I asked the officer in Buddy’s command what happened to the Sgt in charge of the Humvee that refused to engage the enemy.  He told me that he was sent back to his unit.  I asked if there had been any disciplinary action and he had the nerve to say to me “Well Mr. C, you know… he has to live with that for the rest of his life”.  Wow, no kidding.   He has to live with the fact that he is home every day snuggling up with his wife, playing with his children and living his life.  You know what Lt.

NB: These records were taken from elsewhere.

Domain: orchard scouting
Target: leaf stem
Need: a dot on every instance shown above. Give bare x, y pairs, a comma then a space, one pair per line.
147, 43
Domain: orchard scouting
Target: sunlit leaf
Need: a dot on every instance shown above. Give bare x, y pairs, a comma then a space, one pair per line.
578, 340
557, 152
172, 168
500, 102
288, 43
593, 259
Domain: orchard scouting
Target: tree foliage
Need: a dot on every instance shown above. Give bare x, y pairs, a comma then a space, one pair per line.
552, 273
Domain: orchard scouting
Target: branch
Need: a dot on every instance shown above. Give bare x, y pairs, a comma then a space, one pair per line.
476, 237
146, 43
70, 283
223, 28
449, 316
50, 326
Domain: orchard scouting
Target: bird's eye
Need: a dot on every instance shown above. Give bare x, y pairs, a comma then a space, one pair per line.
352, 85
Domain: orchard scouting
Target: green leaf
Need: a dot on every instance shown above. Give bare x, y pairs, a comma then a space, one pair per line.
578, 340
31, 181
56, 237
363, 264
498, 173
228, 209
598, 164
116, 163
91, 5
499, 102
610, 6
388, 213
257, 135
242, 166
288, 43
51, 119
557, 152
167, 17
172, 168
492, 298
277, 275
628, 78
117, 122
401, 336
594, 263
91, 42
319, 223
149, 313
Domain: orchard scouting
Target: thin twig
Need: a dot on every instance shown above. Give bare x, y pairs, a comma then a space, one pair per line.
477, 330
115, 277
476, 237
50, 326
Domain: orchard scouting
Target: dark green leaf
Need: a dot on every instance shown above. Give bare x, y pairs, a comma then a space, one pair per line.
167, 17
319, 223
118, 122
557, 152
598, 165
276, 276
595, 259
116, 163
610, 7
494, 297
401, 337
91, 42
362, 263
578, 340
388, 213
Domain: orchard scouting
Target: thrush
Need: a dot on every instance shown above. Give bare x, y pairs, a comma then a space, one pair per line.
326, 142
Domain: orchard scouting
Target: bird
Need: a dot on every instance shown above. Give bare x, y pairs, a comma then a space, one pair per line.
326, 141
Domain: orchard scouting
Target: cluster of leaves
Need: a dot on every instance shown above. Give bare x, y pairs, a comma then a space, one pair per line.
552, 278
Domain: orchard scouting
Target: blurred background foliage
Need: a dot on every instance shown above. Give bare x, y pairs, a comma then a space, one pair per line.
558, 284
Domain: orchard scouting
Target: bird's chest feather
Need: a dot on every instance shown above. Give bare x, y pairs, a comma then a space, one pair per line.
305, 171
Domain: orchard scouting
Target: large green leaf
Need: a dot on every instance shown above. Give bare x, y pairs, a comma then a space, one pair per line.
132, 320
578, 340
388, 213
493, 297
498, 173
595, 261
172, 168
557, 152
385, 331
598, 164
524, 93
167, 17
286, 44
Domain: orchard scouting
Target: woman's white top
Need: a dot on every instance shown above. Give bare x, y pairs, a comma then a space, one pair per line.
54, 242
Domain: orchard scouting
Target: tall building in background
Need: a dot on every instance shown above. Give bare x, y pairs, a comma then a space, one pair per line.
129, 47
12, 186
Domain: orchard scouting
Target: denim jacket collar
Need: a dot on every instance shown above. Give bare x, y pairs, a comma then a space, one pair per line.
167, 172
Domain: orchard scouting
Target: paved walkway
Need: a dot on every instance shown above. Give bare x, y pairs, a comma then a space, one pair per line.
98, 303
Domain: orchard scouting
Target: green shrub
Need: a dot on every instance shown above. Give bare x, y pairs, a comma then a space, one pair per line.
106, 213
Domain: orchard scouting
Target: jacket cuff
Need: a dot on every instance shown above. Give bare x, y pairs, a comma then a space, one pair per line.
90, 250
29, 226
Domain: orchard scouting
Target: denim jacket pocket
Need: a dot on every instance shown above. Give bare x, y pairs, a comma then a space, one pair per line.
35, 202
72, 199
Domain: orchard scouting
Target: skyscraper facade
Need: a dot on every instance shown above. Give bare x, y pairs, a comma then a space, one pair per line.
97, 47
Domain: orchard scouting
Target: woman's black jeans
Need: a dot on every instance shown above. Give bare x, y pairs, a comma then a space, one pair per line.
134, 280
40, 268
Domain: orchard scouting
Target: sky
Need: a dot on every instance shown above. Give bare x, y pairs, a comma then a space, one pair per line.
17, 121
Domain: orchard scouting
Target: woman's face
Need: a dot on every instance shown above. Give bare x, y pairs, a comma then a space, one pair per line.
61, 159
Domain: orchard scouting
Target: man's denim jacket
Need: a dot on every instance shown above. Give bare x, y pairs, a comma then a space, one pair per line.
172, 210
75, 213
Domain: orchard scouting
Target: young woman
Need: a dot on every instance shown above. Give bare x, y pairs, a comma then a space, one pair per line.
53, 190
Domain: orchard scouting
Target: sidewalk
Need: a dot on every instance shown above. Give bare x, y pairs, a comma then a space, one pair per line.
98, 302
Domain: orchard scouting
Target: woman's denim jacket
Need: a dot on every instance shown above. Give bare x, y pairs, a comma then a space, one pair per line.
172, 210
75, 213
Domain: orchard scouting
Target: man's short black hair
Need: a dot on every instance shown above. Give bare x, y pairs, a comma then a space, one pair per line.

WE HAVE TO LIVE WITH IT EVERY DAY FOR THE REST OF OUR LIVES TOO!!!

So what is going to happen the next time these guys come under fire and freeze up?  What happens to the next husband and father?  How many more widows will it take before this guy is held accountable?

Of course I haven’t told my daughter about this… she thinks they are all her friend.  And since I am not Buddy’s “next of kin” I can not be granted access to any official reports.

It seems to me that what Buddy did in the face of death deserves more than two Bronze Star with Valor medals and a Purple Heart medal.  Buddy could have turned back.  He could have crawled back into that up-armored Humvee… toO safety.  After all he only had three months until he would rotate home to his wife and 3 month old baby son.  Seems to me he earned more than that.  But that’s just me not understanding how the army does things.

It’s been nearly nineteen months since my 23 year old daughter was widowed and little Cooper’s daddy was killed.  On one level it seems like just last night.  On another, it seems so, so long ago.  We miss Buddy terribly.